The footage is actually a "best of" compilation of all the missions, but the viewer can be excused if he or she believes it all to be the famous Apollo 8 mission, in which "the Eagle has landed" and Neil Armstrong takes "one small step for man, one giant leap for mankind." Nonetheless, the footage is (practically) all authentic, and is never short of dramatic.
The drama comes from two facets. These are people doing things that no one has done before. And their lives are precarious, as confirmed by the roster of astronaut deaths that the film is dedicated to, three of which occurred during the first Apollo mission.
In addition to securing acres of magnificent footage, Reinert also corralled no less than 13 astronauts from the lunar missions. Their reminiscences provide voiceover throughout the film. Brian Eno supplies an appropriately cosmic soundtrack.
How others will see it. It is hard to believe that a third of a century has passed since the last Moon landing. As the Apollo missions recede into history, they also slowly recede from living memory.

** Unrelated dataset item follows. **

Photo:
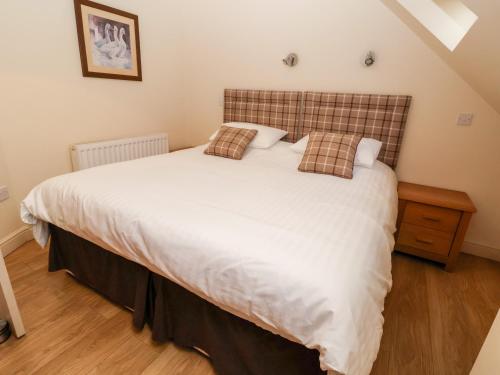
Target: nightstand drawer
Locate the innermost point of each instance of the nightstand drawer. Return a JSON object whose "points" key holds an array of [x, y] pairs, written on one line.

This well-edited and authentic documentary is priceless from a historical perspective. In fact, its historical importance exceeds its contribution to cinema, although the latter should not be underestimated. It is one thing to edit stock footage, and quite another to substitute first-party memories for the opinions of third-party scholars. Scholars tend to have their agendas, biases, and misconceptions. The astronauts were there.
Unexpected excitement occurs when the space capsule develops an oxygen leak. At mission control, the concern is intense, but the astronauts remain calm although focuses. Houston devises a solution, and it works. Everything else goes without a hitch.

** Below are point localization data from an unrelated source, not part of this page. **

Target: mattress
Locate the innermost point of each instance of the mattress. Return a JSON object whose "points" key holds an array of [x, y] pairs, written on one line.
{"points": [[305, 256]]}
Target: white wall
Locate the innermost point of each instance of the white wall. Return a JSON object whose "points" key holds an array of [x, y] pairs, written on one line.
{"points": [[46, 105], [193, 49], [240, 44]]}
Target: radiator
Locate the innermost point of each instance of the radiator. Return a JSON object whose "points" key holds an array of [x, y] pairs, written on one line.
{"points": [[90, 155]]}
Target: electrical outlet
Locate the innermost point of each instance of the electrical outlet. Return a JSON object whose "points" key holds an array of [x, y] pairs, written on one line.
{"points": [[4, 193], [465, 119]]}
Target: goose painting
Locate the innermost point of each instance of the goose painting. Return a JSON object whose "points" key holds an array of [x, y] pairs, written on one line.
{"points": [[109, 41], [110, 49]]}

How I felt about it. The astronauts are there to do a job, but they sometimes take the time to appreciate the marvels of the moment. Perhaps wisely, they never discuss the nationalistic aspects of the Apollo program. The film title is For All Mankind, but perhaps For the Glory of the United States is a more accurate title, as offensive as that might be to some. The space program was all about the space race, between the U.S. and the Soviet Union. During the 1960s, the goal wasn't really to send up satellites that forecast the weather, provide pay television or global cell phones, or examine remote galaxies. No, the real goal was to show up the Soviet Union, to prevent the Russians from getting to the Moon first. Or from developing terrifying space weapons, a possibility not as far-fetched as skeptics might believe.

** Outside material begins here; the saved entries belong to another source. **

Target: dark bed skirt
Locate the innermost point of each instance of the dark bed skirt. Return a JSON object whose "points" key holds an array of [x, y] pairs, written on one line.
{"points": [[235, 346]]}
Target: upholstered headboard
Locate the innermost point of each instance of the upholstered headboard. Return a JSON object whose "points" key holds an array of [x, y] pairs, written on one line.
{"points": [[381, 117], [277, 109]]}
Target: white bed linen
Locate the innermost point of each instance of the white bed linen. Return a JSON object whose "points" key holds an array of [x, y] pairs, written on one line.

Capitalism and Communism battled it out. The Russians competed bravely, but gradually lost their technological edge during the 1960s. In the end, the U.S. had the larger and more efficient economy, which trumped the ability of the Soviets to concentrate resources on important goals.
All of this greater political backdrop is absent from For All Mankind. Which is as it should be, since the movie is about the Apollo moonshots from the perspective of the astronauts themselves. Who couldn't care less what Leonid Brezhnev might have thought about it all.